There may be a precision issue with this code but you can see the principle it is operating by.

Now to join the two components together, assuming there is a decimal point (suggesting we'll need `optional`

again). Also we'll again make use of the `ast:`

feature of the `sequence`

combinator to process AST's to give us the right value.

```
number = sequence([
integer,
optional(
sequence([
ignore(char(?.)),
mantissa
], ast: &List.first/1)
)
], ast: &Enum.sum/1)
Ergo.parse(number, "42")
%Context{status: :ok, ast: 42}
Ergo.parse(number, "0.45")
%Context{status: :ok, ast: 0.45}
Ergo.parse(number, "-42")
%Context{status: :ok, ast: -42}
```

All looking good, just one more example:

```
Ergo.parse(number, "-4.2")
%Context{status: :ok, ast: -3.8}
```

Oops!
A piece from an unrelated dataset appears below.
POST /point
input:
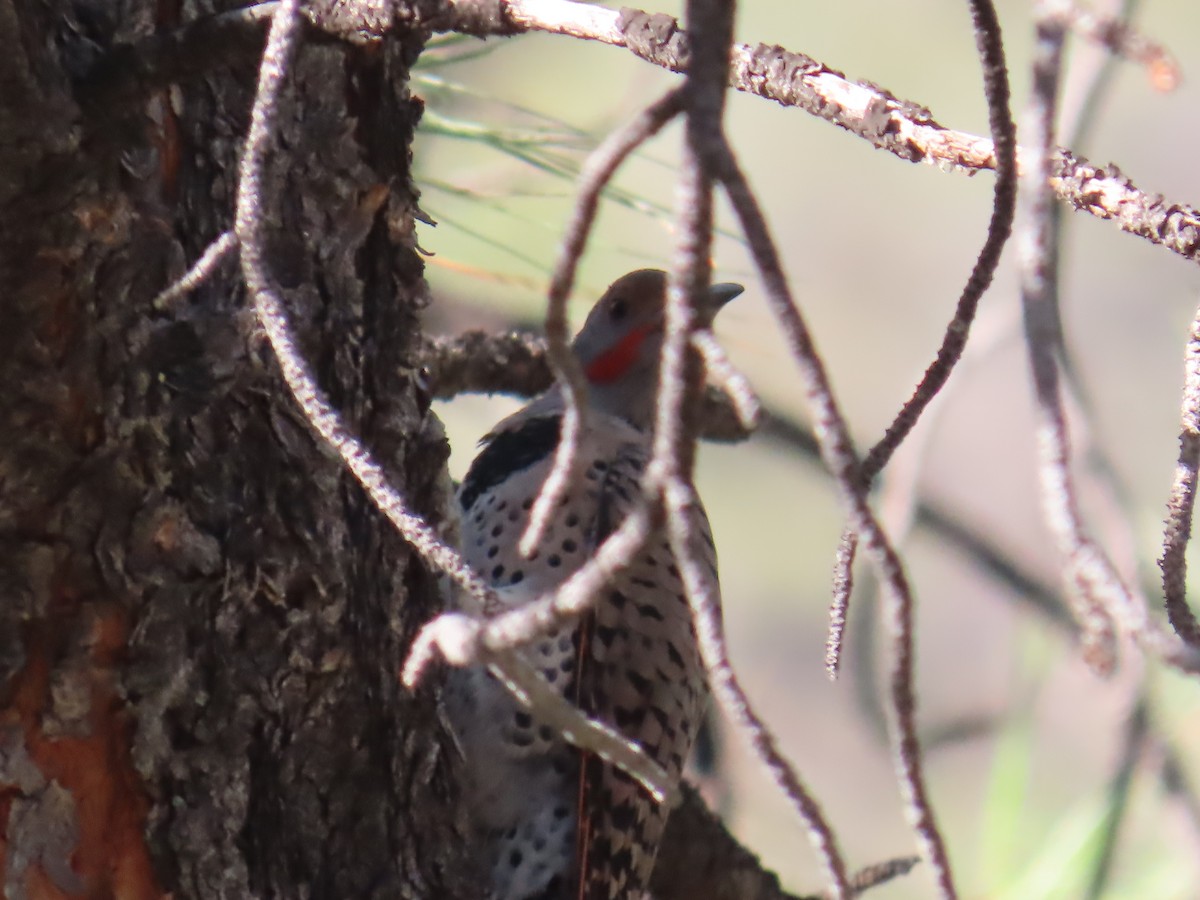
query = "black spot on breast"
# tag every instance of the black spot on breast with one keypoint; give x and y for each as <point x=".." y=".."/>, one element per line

There is a problem with our implementation in that we add together the integer and decimal parts. This works for positive numbers but in the latter case -4 + 0.2 = -3.8 not -4.2. When the integer part is negative we need to subtract the decimal part. We can no longer just use `Enum.sum`

to process the result of the top-level sequence. Instead:

```
combine = fn
[integer, decimal | []] ->
if integer >= 0 do
integer + decimal
else
integer - decimal
end
ast ->
Enum.sum(ast)
end
number = sequence([
integer,
optional(
sequence([
ignore(char(?.)),
mantissa
], ast: &List.first/1)
)
], ast: combine)
Ergo.parse(number, "-4.2")
%Context{status: :ok, ast: -4.2}
```

## Conclusion

Through a series of steps we have built a parser that can handle any kind of integer or decimal number we throw at it. We've seen the using of terminal parsers like `char`

as well as combinator parsers like `optional`

, `ignore`

, `many`

, and `sequence`

and meta parsers like `transform`

(and that often transform can be specified as a `ast:`

argument to a combinator parser).

Hopefully this guide will be helpful in thinking about how to build your own parsers.